If you want to understand more about the history, I always recommend Tom Segev’s One Palestine, Complete and Rashid Khalidi’s The Iron Cage (and other works) as a place to start. Also, there is a great compilation of early Zionist thought called The Zionist Idea edited by Arthur Hertzberg that should be required reading. Ditto for George Antonius’s 1938 classic, The Arab Awakening. The War for Palestine (edited by Avi Shlaim and Eugene Rogan) is an excellent collection of essays about 1948 and the aftermath. There are of course a ton of smart articles and essays floating around right now, but sometimes the experience of reading the news resembles being smacked in the head, and I think it’s actually most helpful to find your footing by looking at some of this scholarly work.
This history is both essential and, at a certain point, wearying, too over-burdened with contested meaning to do the work of true partisans. It is still vital to know, of course, but I find myself longing for visions of the future. In truth, the part of me who is not a professional historian, but is rather interested in the minimization of human suffering and the maximization of human freedom, has grown tired of the past.
I don’t think it is sound to place the whole blame on Israel. Ethnonationalism is a meaningless American catchword. Most scholars of nationalism reject the Kohn’s distinction between ethnic and civic nationalism nowadays.
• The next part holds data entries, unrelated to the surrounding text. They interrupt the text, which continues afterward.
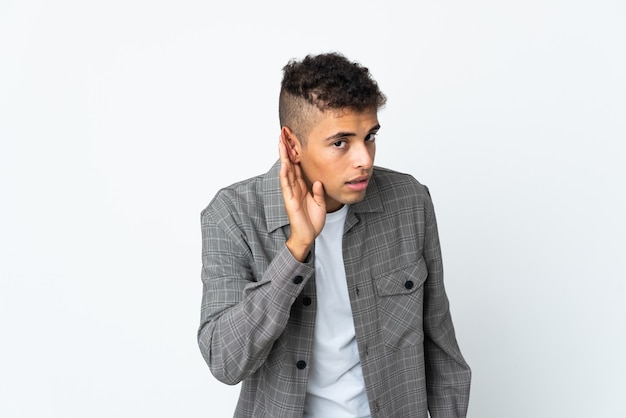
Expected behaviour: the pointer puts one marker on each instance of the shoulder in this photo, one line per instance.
(394, 185)
(242, 197)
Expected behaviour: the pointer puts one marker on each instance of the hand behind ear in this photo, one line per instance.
(306, 210)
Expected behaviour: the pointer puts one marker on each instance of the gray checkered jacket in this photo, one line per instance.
(258, 302)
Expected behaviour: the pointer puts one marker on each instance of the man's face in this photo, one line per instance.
(339, 151)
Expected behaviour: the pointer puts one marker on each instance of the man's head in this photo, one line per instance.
(328, 114)
(326, 83)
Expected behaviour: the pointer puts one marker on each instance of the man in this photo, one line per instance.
(323, 283)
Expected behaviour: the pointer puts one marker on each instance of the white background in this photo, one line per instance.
(119, 120)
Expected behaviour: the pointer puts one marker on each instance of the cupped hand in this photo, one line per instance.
(306, 210)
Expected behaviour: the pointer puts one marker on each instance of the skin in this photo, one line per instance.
(331, 167)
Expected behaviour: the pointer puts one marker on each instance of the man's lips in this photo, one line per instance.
(358, 183)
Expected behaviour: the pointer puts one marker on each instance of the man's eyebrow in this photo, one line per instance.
(340, 135)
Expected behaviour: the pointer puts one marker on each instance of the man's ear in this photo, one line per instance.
(292, 143)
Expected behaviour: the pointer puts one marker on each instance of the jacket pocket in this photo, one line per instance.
(400, 304)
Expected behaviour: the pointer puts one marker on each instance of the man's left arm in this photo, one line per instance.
(448, 375)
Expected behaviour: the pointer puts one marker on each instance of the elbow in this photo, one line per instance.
(215, 360)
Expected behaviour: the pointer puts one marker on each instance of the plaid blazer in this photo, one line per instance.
(258, 302)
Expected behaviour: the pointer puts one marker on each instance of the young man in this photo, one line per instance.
(323, 281)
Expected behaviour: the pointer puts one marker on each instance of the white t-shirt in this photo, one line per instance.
(335, 388)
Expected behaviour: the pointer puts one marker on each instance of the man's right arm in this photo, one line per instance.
(242, 316)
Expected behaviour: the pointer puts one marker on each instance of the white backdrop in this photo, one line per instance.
(119, 120)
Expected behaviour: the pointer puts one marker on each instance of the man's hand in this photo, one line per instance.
(306, 211)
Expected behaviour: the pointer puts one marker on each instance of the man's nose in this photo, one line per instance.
(363, 156)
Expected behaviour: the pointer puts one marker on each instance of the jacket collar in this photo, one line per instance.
(276, 215)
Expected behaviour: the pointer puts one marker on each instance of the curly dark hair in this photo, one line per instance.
(329, 82)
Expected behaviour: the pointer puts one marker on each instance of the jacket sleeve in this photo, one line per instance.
(447, 373)
(241, 315)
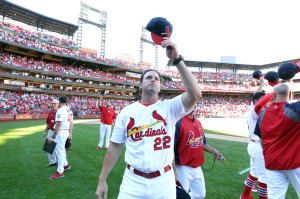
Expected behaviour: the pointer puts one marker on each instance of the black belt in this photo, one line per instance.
(149, 175)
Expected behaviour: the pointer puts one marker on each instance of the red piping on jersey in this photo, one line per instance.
(147, 104)
(262, 103)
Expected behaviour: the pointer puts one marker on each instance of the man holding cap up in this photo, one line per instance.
(147, 128)
(50, 128)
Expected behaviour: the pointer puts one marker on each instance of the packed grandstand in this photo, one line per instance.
(36, 67)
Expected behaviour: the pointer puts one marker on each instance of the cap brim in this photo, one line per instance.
(273, 84)
(156, 39)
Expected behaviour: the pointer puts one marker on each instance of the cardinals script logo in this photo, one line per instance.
(137, 133)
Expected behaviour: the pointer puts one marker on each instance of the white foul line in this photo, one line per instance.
(244, 171)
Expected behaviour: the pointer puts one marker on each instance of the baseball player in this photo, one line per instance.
(147, 128)
(63, 130)
(278, 126)
(50, 129)
(108, 117)
(257, 165)
(189, 144)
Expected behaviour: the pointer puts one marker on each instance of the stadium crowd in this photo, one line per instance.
(13, 103)
(81, 71)
(19, 38)
(37, 35)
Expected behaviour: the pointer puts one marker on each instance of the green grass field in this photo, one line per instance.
(23, 174)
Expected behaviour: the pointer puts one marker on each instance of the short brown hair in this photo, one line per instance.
(146, 71)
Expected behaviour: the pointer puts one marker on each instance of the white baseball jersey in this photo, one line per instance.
(252, 120)
(148, 132)
(65, 115)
As for the fact that Jews settled to a land inhabited by another people: Zionist thinkers invoked justifications: 1) They had nowhere else to go 2) Wealth redistribution (the Arabs who possessed a vast territory in the Middle East must share part of it the Jews who were a homeless people). The first justification is obviously stronger than the second but they both based on universal values.
North American liberal Zionists never talk about the peace plans rejected by the Palestinians in 2001, 2008 and 2014
As for Edward Said or Rashid Khalidi, they spent their entire lives distorting Zionism while left-wing Zionists such as Hertzberg and Amos Oz have tried to explain to Israelis and Jews that the Palestinian cause too was legitimate. This the other "asymmetrical" dynamics of this conflict.
Unfortunately, the current generation of liberal Zionists has joined the anti-Israel bandwagon. I won’t be part of it anymore. The Palestinians are not helpless victims and Israelis are not monsters wearing a human mask.
If this conflict is a clash of rights, the Palestinians too must do their share to understand Israelis and end the conflict. There is no self-criticism among the Palestinians. This is not healthy.
One last thing: those who think that the one-state solution is still an option after Oct. 7 live in a parallel world.